São Paulo - A única santa brasileira reconhecida pelo Vaticano é a responsável por um dos mais impressionantes fenômenos da religiosidade recentemente. Amábile Lúcia Visintainer, a Madre Paulina (1865-1942), move multidões até Nova Trento, lugar onde morreu, em Santa Catarina. Praticamente do dia para a noite, a cidadezinha de 10 mil habitantes viu suas ruas invadidas por pessoas ávidas pelos milagres da santa. Hoje, calcula-se que são 80 mil turistas todos os meses e cada um gasta, em média, R$ 30,00 por lá.
A principal atração da cidade, o santuário de Madre Paulina, ainda está em construção serão 10 mil metros quadrados, para 6.500 pessoas, prometidos para o fim do ano. Por enquanto, a romaria tem como destino a Igreja Nossa Senhora de Lourdes, onde a santa iniciou sua vida religiosa. Os 200 lugares do santuário, porém, não comportam mais tantos turistas.
''Temos praticamente um museu a céu aberto.
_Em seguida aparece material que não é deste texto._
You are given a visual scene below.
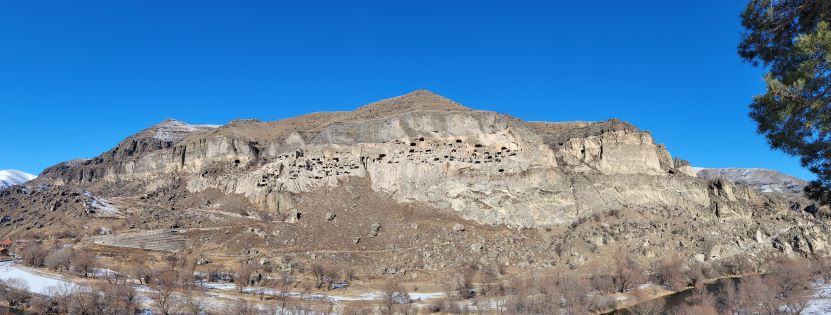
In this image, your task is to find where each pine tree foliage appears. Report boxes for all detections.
[738,0,831,204]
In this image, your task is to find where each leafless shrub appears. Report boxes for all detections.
[309,264,338,289]
[227,299,262,315]
[612,251,646,292]
[172,291,207,315]
[671,304,718,315]
[0,278,32,308]
[99,282,139,314]
[234,262,257,292]
[127,261,153,284]
[653,258,687,291]
[379,280,412,314]
[70,252,97,278]
[629,290,666,315]
[20,241,47,267]
[150,270,178,314]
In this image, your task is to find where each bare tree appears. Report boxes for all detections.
[653,258,687,291]
[174,291,207,315]
[100,282,139,314]
[612,251,645,292]
[234,262,257,293]
[629,290,666,315]
[0,278,32,308]
[43,247,75,271]
[70,252,96,278]
[551,274,591,314]
[20,241,47,267]
[380,280,412,314]
[309,264,336,289]
[151,270,178,315]
[127,261,153,284]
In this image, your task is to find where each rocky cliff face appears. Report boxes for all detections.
[695,168,808,194]
[0,91,829,274]
[35,91,772,227]
[0,170,37,190]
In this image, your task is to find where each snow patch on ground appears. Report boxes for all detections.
[84,191,121,216]
[198,282,445,302]
[802,282,831,315]
[0,170,37,189]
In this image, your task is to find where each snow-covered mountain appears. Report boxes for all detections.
[693,167,808,193]
[0,170,37,190]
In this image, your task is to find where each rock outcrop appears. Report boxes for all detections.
[695,168,808,194]
[34,91,792,227]
[0,91,829,275]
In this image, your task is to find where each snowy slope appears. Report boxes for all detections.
[0,170,37,189]
[693,167,807,193]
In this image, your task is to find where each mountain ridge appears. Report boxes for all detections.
[0,170,37,190]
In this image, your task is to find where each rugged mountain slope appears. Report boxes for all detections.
[0,91,827,273]
[0,170,37,189]
[696,168,808,194]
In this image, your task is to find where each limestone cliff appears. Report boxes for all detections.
[34,91,772,227]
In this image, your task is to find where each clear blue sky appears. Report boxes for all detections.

Muita gente vem para cá para conhecer os monumentos que fazem alusão a algum momento da vida de Madre Paulina'', conta a secretária municipal de Cultura e Turismo, Ivana Cadore.
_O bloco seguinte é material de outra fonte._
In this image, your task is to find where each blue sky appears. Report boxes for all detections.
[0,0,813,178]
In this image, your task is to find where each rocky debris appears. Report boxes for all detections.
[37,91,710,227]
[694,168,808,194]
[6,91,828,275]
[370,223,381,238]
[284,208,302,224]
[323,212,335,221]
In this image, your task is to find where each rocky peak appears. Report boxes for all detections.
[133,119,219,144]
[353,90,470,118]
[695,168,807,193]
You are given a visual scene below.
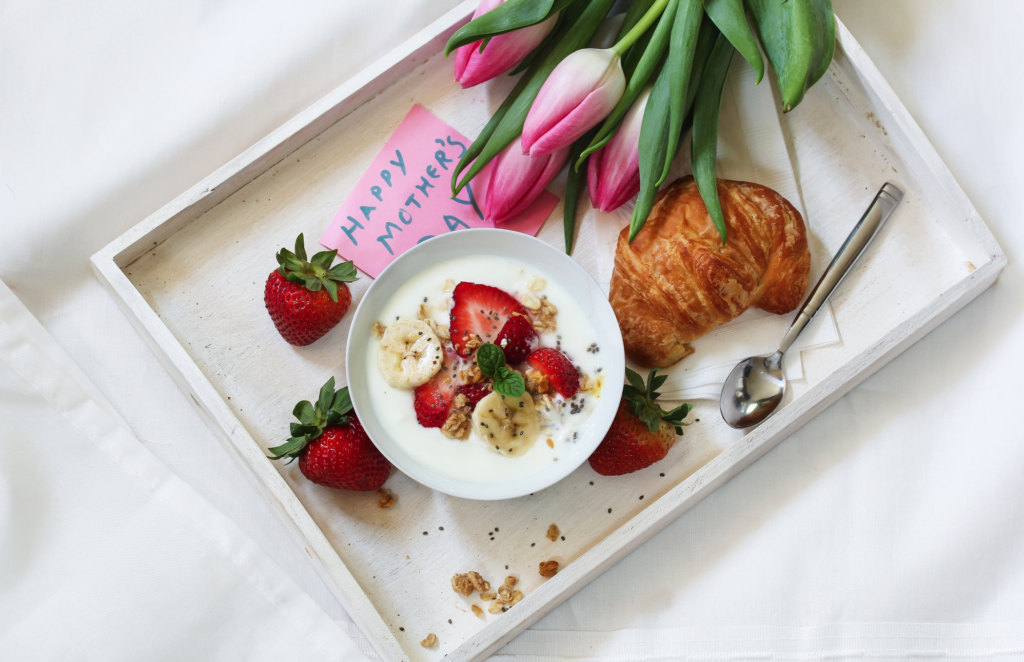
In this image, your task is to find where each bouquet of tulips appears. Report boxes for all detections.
[445,0,836,247]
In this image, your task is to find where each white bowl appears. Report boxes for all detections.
[345,230,626,500]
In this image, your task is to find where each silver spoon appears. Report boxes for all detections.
[719,182,903,429]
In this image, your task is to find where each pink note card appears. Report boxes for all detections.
[319,105,558,278]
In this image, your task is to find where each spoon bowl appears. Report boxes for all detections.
[719,181,903,429]
[719,351,785,428]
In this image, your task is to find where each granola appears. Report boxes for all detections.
[523,368,551,396]
[441,394,473,441]
[481,575,523,614]
[452,570,490,595]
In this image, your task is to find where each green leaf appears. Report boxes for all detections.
[444,0,575,57]
[657,0,705,185]
[703,0,765,83]
[476,342,505,378]
[690,34,735,246]
[570,0,679,170]
[453,0,614,194]
[452,2,586,197]
[630,60,671,243]
[746,0,836,113]
[309,249,338,270]
[615,0,654,43]
[328,260,359,283]
[321,278,338,303]
[317,409,348,432]
[492,366,526,398]
[562,127,597,255]
[316,377,334,415]
[266,437,309,460]
[292,400,316,425]
[331,386,352,414]
[288,423,319,437]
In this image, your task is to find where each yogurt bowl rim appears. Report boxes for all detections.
[345,229,626,501]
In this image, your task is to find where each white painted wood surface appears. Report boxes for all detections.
[92,6,1006,660]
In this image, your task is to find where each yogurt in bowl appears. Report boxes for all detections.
[346,230,625,499]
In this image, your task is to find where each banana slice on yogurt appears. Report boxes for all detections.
[473,391,541,457]
[377,320,444,388]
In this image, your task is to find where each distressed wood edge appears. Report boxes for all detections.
[96,0,477,266]
[449,255,1007,662]
[90,256,407,660]
[836,16,1005,262]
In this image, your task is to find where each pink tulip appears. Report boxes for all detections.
[587,87,650,211]
[455,0,558,89]
[522,48,626,157]
[483,136,569,223]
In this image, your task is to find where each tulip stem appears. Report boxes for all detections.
[611,0,669,57]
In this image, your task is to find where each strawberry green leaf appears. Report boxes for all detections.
[476,342,505,379]
[292,400,316,425]
[331,386,352,414]
[321,278,338,302]
[309,249,338,270]
[493,366,526,398]
[316,377,334,413]
[328,260,359,283]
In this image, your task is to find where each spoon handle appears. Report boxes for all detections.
[778,181,903,355]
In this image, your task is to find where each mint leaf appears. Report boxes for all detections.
[493,366,526,398]
[476,342,505,379]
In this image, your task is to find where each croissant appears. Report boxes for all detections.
[609,176,811,368]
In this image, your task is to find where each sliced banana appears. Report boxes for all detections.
[377,320,444,388]
[473,391,541,457]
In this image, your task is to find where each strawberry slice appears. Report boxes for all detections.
[450,282,526,357]
[526,347,580,400]
[495,315,537,364]
[413,346,459,427]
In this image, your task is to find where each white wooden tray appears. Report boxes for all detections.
[92,0,1006,661]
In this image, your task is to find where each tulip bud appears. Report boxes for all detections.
[522,48,626,157]
[587,87,650,211]
[483,136,569,223]
[455,0,558,89]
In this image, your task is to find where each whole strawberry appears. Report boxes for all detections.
[590,368,692,475]
[263,235,358,346]
[268,377,391,492]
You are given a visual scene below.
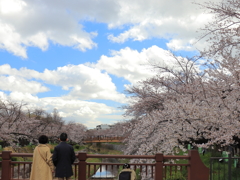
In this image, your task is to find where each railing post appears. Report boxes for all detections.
[155,154,163,180]
[78,153,87,180]
[188,150,209,180]
[2,151,12,180]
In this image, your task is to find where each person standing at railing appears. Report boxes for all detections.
[30,135,54,180]
[52,133,76,180]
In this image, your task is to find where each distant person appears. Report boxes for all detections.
[118,163,136,180]
[52,133,76,180]
[30,135,54,180]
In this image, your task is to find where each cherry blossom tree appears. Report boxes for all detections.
[126,0,240,154]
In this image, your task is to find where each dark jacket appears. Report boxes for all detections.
[52,142,76,177]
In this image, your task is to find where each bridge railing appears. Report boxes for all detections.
[0,150,209,180]
[83,136,124,142]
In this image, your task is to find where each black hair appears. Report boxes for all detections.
[59,133,67,141]
[123,163,130,169]
[38,135,48,144]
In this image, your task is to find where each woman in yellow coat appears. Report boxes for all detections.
[30,135,54,180]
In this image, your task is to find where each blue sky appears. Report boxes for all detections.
[0,0,218,128]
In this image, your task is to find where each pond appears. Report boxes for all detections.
[91,165,117,179]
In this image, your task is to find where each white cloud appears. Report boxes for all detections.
[0,64,126,103]
[0,0,97,58]
[0,0,220,58]
[92,46,184,84]
[0,76,49,94]
[0,91,121,128]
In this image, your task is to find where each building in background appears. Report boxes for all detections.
[96,124,112,130]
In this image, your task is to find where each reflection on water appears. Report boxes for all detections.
[92,165,116,178]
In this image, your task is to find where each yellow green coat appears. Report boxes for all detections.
[30,144,54,180]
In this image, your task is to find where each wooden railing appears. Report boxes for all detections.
[0,150,209,180]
E a cidade tenta acompanhar o ritmo da devoção. Em 1991, quando Madre Paulina foi beatificada a Santa Sé a canonizou em 2002 , Nova Trento tinha apenas 15 leitos de hotel. De lá para cá, foram acrescentados outros 185 quartos, número ainda longe do necessário para tantos turistas, que saem de toda parte do País e do mundo.
Todos os anos as manifestações se repetem com igual intensidade. Milhares de fiéis deslocam-se em nome da fé. Procuram pagar promessas, elevar o espírito, estar próximo de seu santo de devoção. Ainda que o santo em questão tenha sido excomungado pela Igreja Católica há mais de cem anos. É o caso do Padre Cícero Romão Baptista (1844-1934). A fé em Padim Pade Ciço arrasta cerca de 2 milhões de peregrinos a Juazeiro do Norte, no Cariri cearense. Quatro grandes romarias 1º e 2 fevereiro; 18 a 24 de março; 1º a 5 de setembro e 1º e 2 de novembro movimentam a cidade. E convergem para dois pontos preferenciais: o Memorial a Padre Cícero e o Horto, onde ficam o museu e o monumento em seu louvor.
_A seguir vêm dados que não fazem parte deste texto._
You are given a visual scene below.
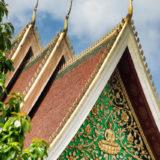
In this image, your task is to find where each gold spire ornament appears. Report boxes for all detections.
[126,0,133,23]
[31,0,39,25]
[63,0,72,33]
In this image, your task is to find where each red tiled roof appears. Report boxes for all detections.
[26,50,104,146]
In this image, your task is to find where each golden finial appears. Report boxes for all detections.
[126,0,133,23]
[31,0,39,25]
[63,0,72,33]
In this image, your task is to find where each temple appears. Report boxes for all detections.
[3,0,160,160]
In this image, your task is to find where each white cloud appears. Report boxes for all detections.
[7,0,160,94]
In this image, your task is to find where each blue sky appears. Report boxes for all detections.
[7,0,160,99]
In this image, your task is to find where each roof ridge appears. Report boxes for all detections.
[131,20,160,110]
[25,32,60,70]
[59,23,124,73]
[23,32,60,96]
[8,24,29,58]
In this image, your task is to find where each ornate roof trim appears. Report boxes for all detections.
[59,23,123,77]
[31,0,39,26]
[63,0,73,34]
[126,0,133,23]
[131,20,160,112]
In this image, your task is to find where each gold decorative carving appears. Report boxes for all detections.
[98,122,121,155]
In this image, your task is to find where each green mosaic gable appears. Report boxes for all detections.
[59,71,152,160]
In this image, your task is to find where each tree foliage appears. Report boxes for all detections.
[0,0,48,160]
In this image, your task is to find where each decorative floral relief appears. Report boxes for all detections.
[59,71,151,160]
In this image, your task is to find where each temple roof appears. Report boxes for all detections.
[5,0,160,157]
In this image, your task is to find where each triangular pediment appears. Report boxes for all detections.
[58,69,154,160]
[49,22,160,159]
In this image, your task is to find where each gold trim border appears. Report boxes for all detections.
[115,69,156,160]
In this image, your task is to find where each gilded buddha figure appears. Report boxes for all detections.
[98,121,121,155]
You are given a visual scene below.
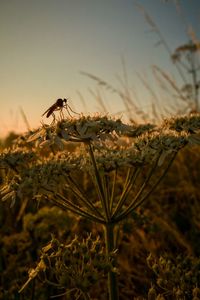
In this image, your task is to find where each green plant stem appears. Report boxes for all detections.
[104,223,119,300]
[88,142,109,221]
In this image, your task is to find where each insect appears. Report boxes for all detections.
[42,98,77,120]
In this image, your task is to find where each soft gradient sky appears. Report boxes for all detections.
[0,0,200,136]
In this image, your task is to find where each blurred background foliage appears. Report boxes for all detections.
[0,133,200,300]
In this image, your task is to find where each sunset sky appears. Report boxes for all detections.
[0,0,200,136]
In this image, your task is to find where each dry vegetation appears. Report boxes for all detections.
[0,2,200,300]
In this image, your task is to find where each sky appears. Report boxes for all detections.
[0,0,200,137]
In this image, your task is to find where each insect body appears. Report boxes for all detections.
[42,98,67,118]
[42,98,79,122]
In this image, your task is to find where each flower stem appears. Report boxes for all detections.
[104,223,119,300]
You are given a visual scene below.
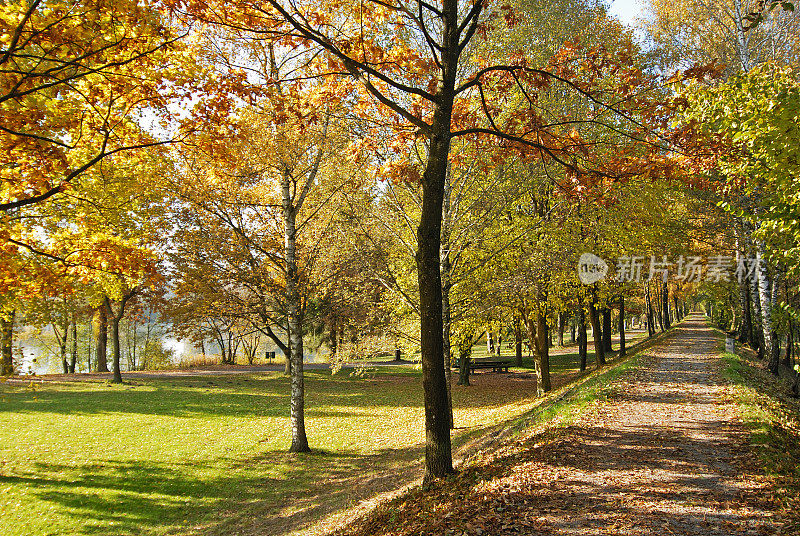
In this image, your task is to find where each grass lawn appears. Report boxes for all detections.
[0,367,556,536]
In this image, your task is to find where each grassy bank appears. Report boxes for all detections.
[0,367,564,536]
[336,337,662,536]
[722,352,800,534]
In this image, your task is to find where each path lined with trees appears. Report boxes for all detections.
[338,314,787,536]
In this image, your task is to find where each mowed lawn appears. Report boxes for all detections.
[0,354,588,536]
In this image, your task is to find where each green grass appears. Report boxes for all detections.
[0,367,564,536]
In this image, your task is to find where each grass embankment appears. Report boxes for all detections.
[0,357,571,536]
[722,350,800,534]
[0,326,648,536]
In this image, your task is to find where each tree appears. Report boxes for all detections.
[175,0,688,482]
[684,64,800,374]
[0,0,188,211]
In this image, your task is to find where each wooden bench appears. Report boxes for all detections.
[453,357,511,373]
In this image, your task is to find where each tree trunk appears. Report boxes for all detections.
[69,311,78,374]
[750,266,764,359]
[283,326,292,377]
[578,304,588,372]
[458,344,472,387]
[738,278,753,344]
[416,130,453,484]
[105,298,125,383]
[281,171,310,452]
[602,307,613,352]
[442,245,455,430]
[765,266,781,376]
[619,296,625,357]
[589,301,606,368]
[644,281,656,337]
[0,310,16,376]
[53,314,69,374]
[672,296,681,322]
[92,303,108,372]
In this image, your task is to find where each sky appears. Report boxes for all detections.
[609,0,645,25]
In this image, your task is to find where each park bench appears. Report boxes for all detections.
[453,357,511,373]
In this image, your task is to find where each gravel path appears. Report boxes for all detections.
[462,316,782,536]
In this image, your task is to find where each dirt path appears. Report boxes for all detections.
[462,316,781,536]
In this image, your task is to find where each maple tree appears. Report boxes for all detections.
[684,64,800,374]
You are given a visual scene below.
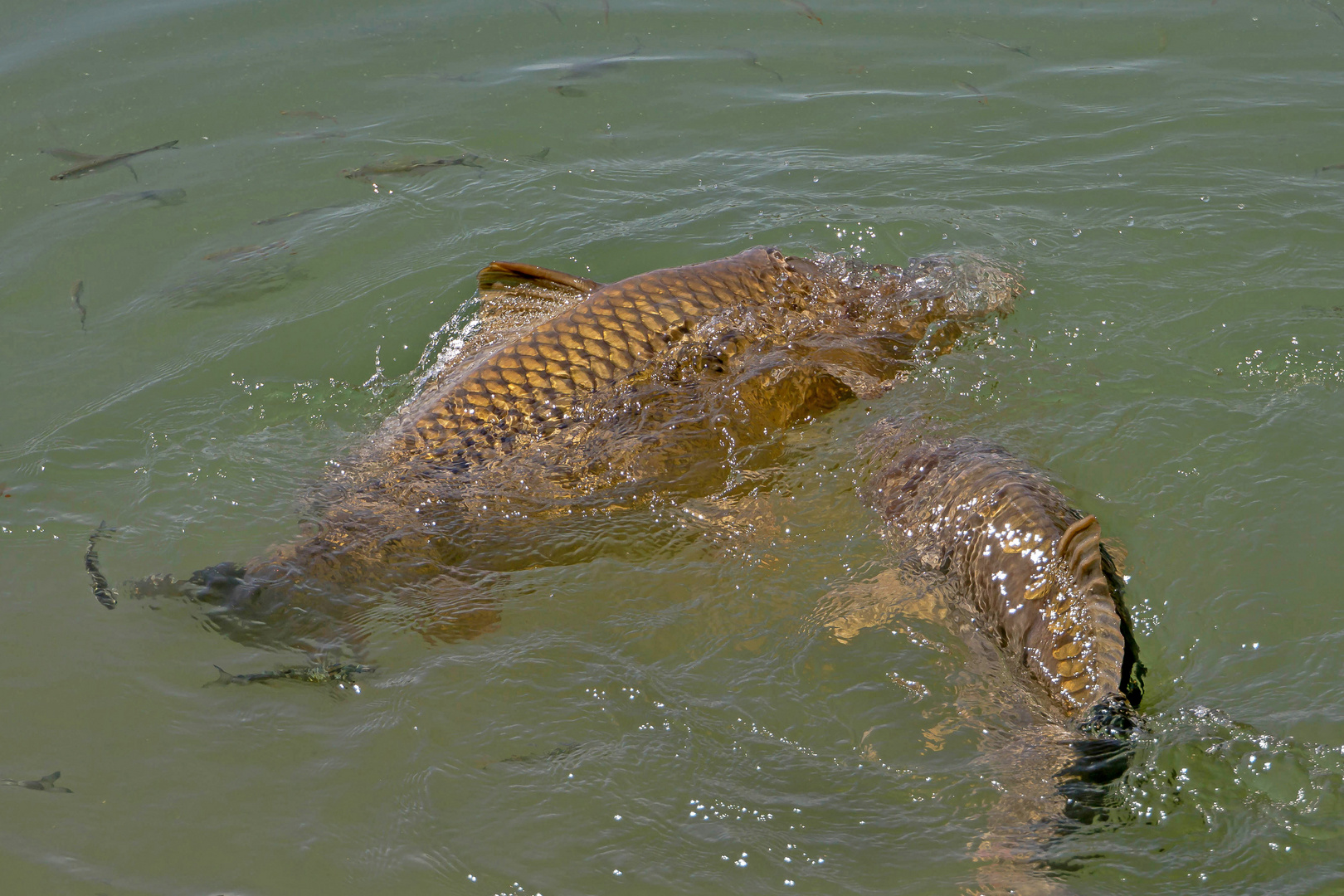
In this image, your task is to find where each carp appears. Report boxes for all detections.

Está prevista para este ano a inauguração do Centro de Apoio ao Romeiro, dedicado ao acolhimento dos seguidores de Padre Cícero. Em épocas de romaria a cidade vive dias tumultuados: hoje, a rede hoteleira oferece apenas 35 estabelecimentos entre hotéis e pousadas, com 2.254 leitos. Há, de resto, uma rede de alojamentos com mais 9.570 leitos.
Também o município de Canindé transformou-se em pólo de romaria no Ceará. Seu principal festejo, em louvor a São Francisco das Chagas (4 de outubro), atrai mais de 600 mil pessoas. É curioso observar que grupos de sertanejos se organizam para a romaria e acabam esticando o roteiro até Juazeiro ou Fortaleza, onde muitos realizam o ''sonho'' de tomar um banho de mar.
Na Bahia, a capital da fé é Bom Jesus da Lapa, em pleno sertão. O santuário da cidade fica numa gruta às margens do Rio São Francisco. Ali ocorre a liturgia em honra a Nosso Senhor do Bom Jesus, cujo auge é 6 de agosto. Para abrigar um fluxo de romeiros calculado em 1 milhão de pessoas, a cidade conta com 15 mil leitos. Estima-se que a receita originada com as romarias alcance R$ 15 milhões por ano.